Targeting Novel Molecular Mechanisms May Repair Damaged DNA

Northwestern Medicine investigators have discovered new molecular mechanisms underlying DNA repair dysregulation in prostate cancer cells, findings that may inform the development of new targeted therapies for patients that have become resistant to standard treatments, according to a recent study published in Science Advances.  

Qi Cao, PhD, the Anthony J. Schaeffer, MD, Professor of Urology, was senior author of the study.  

DNA damage is a natural occurrence in cells caused by various intercellular and external stressors. However, if left unrepaired, this damage can lead to genetic mutations that can lead to the development of different diseases, including cancer.  

In the current study, Cao’s team studied multiple human prostate cancer cell lines and discovered that the EZH2 protein directly methylates and regulates the activity of poly (ADP–ribose) polymerase-1 (PARP1), an essential enzyme involved in DNA repair. EZH2 is a well-known oncogene found in solid tumors and has also been identified as a transcription repressor. 

The role of this EZH2- mediated methylation is two-fold, the scientists discovered. On one hand, it represses PARP1 catalytic activity and associated DNA damage repair. On the other hand, it also protects cells from overconsuming nicotinamide adenine dinucleotide – a coenzyme that is essential for cellular metabolism – during DNA damage formation.  

Furthermore, the investigators found that EZH2-mediated methylation regulates PARP1 transcriptional and oncogenic activity in part by impairing an interaction between PARP1 and the E2F1 gene, which is known to be highly expressed in cancer cells, and the activity of E2F1 transcription factors.  
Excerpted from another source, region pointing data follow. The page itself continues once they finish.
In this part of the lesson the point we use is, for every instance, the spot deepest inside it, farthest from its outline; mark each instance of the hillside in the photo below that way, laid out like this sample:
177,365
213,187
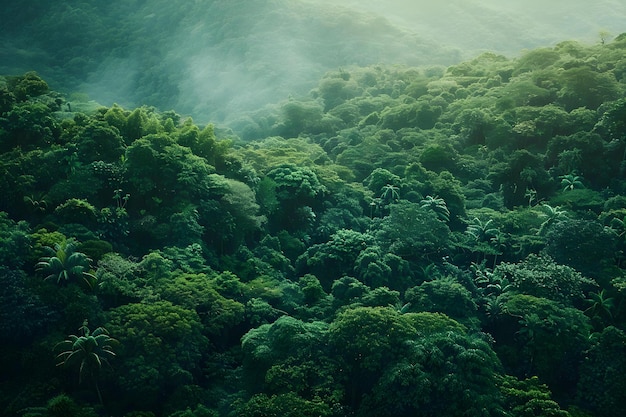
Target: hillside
214,60
403,240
The findings demonstrate how EZH2 directly modulates PARP1 activity during the repair of damaged DNA and cancer progression, building on findings in previous work from Cao’s laboratory.   

The study also suggests that targeting both EZH2 and PARP1 simultaneously may be a promising therapeutic approach for patients with cancer who have developed resistance to PARP1 inhibitors, according to the authors.  
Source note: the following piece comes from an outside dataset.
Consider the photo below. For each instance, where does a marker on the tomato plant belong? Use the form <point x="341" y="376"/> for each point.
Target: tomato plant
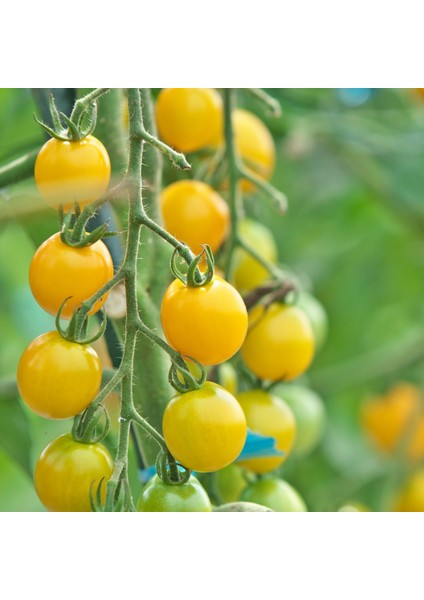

“EZH2 and PARP1 inhibitors synergistically suppress prostate cancer growth,” Cao said. “So we have to target them at the same time to achieve the best therapeutic efficacy.” 
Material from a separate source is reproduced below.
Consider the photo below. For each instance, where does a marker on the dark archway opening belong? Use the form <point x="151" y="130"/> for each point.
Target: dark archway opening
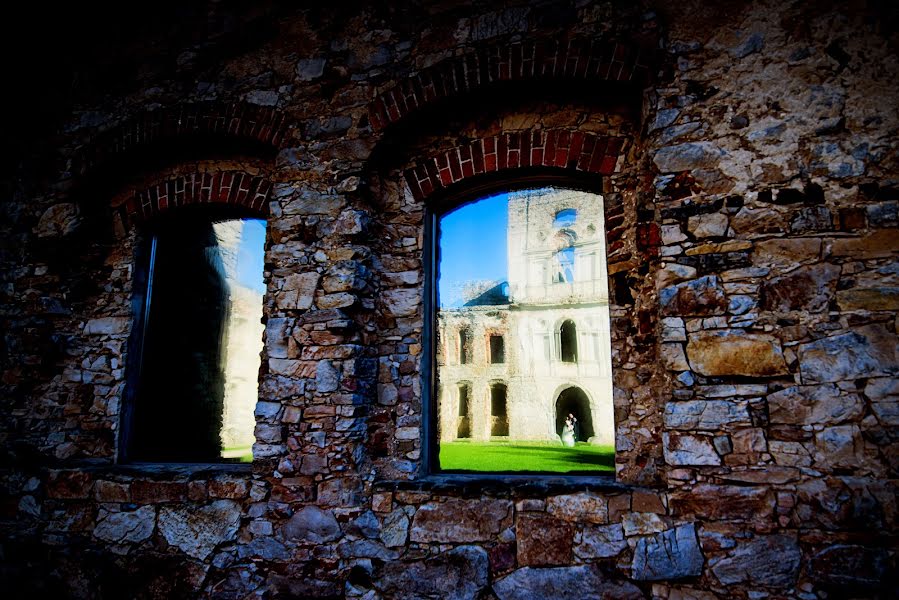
<point x="568" y="341"/>
<point x="574" y="401"/>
“PARP1 inhibitors have been approved by FDA in different cancer types, including breast cancer and prostate cancer, but they’re only used in homologous recombination deficient cancer types – for example, the BRCA1 and BRCA2 mutations. So, people are trying to find more broader ways to use PARP1 inhibitors in different types of cancers, and that is why we consider the importance of the EZH2 and PARP1 combination,” said Qingshu Meng, PhD, a postdoctoral fellow in the Cao laboratory and co-first author of the study. 

Co-authors of the study included Yang Yi, PhD, assistant professor of Urology, and Rendong Yang, PhD, associate professor of Urology.  

Cao, Yi and Yang are members of the Robert H. Lurie Comprehensive Cancer Center of Northwestern University.  

This work was supported by a start-up fund provided by Northwestern University; the Polsky Urologic Cancer Institute of the Robert H. Lurie Comprehensive Cancer Center of Northwestern University; U.S. Department of Defense grants W81XW-20-1-0504 and W81XW-17-1-0357; National Institutes of Health/National Cancer Institute grants R01A208257, R01A256741, R01A285684, and Prostate SPORE P50A180995 Development Research Program; National Institutes of Health grant GM152207; American Cancer Society Research Scholar Award RSG-21-013-01-M; National Institutes of Health grant R01A259388, R35GM142441, and Prostate SPOR P50A180995; National Institutes of Health grants R01GM138407 and R01GM125632; and U.S. Department of Defense grants W81XW-21-1-0146 and 9425-23-1-0491.